O governador de Minas Gerais, Romeu Zema (Novo), endureceu o discurso político ao comentar sua pré-candidatura à Presidência da República e, após não conseguir atrair de forma consistente o eleitorado bolsonarista, passou a criticar a lógica da polarização e o comportamento dos próprios eleitores. Zema tem insistido na tese de que existe espaço para um nome da direita que não esteja diretamente associado ao bolsonarismo e que dialogue com segmentos cansados da disputa entre Jair Bolsonaro (PL) e o presidente Luiz Inácio Lula da Silva (PT).
Desde que anunciou a intenção de disputar o cargo mais alto do país, o governador mineiro tenta se afirmar como um representante da direita com estilo próprio, buscando diferenciar-se do ex-presidente Bolsonaro, apesar de reconhecer proximidade ideológica com ele. Segundo Zema, o país vive um esgotamento do radicalismo político, cenário que, em sua avaliação, pode sustentar sua pré-candidatura ao Palácio do Planalto.
Durante entrevista, o governador criticou o que chama de “idolatria política” e afirmou que a polarização tem prazo de validade.
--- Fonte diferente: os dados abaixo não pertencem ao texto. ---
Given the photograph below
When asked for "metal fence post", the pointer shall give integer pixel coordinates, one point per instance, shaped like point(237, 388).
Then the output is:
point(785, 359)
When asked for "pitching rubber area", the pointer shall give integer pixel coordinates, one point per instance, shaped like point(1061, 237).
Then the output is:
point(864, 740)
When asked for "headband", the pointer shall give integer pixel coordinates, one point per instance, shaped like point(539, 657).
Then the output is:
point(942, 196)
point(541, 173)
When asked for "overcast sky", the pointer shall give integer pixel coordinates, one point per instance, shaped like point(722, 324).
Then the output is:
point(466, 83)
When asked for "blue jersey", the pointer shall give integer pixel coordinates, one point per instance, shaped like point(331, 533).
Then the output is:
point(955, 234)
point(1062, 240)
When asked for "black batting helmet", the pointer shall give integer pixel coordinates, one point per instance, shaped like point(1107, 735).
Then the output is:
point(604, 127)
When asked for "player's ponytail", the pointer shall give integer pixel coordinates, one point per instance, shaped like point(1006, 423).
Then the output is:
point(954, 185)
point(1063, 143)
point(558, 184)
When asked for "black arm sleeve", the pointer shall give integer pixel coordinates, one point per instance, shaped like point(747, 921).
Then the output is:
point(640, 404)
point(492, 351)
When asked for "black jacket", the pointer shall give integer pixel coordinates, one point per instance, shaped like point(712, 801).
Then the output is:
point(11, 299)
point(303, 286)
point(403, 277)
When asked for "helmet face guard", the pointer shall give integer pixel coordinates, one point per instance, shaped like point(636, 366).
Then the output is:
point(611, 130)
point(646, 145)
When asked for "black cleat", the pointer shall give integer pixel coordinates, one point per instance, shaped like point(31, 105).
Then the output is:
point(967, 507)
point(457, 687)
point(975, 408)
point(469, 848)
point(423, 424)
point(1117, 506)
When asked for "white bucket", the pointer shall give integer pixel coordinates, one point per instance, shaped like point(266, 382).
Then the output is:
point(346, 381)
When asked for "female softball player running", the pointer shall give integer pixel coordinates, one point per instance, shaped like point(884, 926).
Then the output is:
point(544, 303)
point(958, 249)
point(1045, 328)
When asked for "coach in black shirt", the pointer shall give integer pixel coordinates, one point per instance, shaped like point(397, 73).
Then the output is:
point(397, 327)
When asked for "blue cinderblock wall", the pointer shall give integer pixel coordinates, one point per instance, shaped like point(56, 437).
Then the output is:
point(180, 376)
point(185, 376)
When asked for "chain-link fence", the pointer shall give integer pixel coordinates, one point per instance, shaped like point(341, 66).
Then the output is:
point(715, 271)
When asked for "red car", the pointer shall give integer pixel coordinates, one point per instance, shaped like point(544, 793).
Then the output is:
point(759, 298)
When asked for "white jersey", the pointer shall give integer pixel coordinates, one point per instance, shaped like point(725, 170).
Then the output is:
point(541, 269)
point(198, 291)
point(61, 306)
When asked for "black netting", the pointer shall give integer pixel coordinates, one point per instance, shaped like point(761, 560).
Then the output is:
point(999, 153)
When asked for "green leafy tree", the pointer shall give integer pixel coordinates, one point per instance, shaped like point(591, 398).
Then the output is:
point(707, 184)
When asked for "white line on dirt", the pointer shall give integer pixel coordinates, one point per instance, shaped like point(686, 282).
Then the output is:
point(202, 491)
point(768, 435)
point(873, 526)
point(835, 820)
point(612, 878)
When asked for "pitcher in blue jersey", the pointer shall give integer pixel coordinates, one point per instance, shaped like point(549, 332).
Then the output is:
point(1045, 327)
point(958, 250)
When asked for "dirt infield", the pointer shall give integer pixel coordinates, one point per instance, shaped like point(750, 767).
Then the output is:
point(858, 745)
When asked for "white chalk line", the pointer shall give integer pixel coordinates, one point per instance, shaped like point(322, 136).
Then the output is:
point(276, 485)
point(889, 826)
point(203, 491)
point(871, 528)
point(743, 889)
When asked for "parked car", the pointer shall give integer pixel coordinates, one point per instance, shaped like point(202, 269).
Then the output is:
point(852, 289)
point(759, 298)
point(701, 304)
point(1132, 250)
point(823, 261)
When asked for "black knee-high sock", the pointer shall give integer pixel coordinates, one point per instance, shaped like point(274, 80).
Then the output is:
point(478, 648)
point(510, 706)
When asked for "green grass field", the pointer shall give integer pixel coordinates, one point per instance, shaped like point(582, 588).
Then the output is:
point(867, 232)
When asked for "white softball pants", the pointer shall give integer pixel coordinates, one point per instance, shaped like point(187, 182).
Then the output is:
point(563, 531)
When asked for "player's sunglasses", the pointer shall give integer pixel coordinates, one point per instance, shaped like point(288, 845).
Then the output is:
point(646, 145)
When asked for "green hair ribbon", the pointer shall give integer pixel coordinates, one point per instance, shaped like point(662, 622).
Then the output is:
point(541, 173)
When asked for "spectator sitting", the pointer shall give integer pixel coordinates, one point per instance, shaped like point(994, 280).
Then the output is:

Para ele, o ambiente de confronto permanente afasta a população do debate público e reduz a capacidade de renovação da política nacional.
“O brasileiro continua polarizado, mas está cansado desse radicalismo e extremismo. Sempre estou em contato com as pessoas no interior do estado e percebe-se um cansaço desse clima de ‘eu faço tudo certo e o outro faz tudo errado’. Isso tem data de validade. As pessoas vão se fartando. Hoje acho que pouco se acompanha isso porque é o mais do mesmo de sempre. Precisamos de eventos novos na política”, disse Zema.
Apesar do discurso de diferenciação, o governador faz questão de frisar que está mais alinhado a Bolsonaro do que a Lula no espectro ideológico, especialmente em pautas econômicas e na defesa de um Estado mais enxuto. Ainda assim, evita a associação direta com o bolsonarismo, sobretudo após não conseguir “cair nas graças” de parte significativa desse eleitorado, que segue fiel ao ex-presidente.
Zema também afirmou que pretende levar sua candidatura até o fim, apostando justamente no desgaste da polarização como trunfo eleitoral. Na avaliação do mineiro, há um contingente crescente de eleitores que rejeita os dois polos e busca uma alternativa que se apresente como menos ideológica e mais pragmática.
Nos bastidores, a movimentação de Zema é vista como uma tentativa de ocupar o espaço da chamada “direita não radical”, mirando eleitores conservadores na economia, mas críticos ao confronto político permanente. Resta saber se o discurso de cansaço da polarização será suficiente para transformá-lo em um nome competitivo em um cenário ainda fortemente dominado por Lula e Bolsonaro.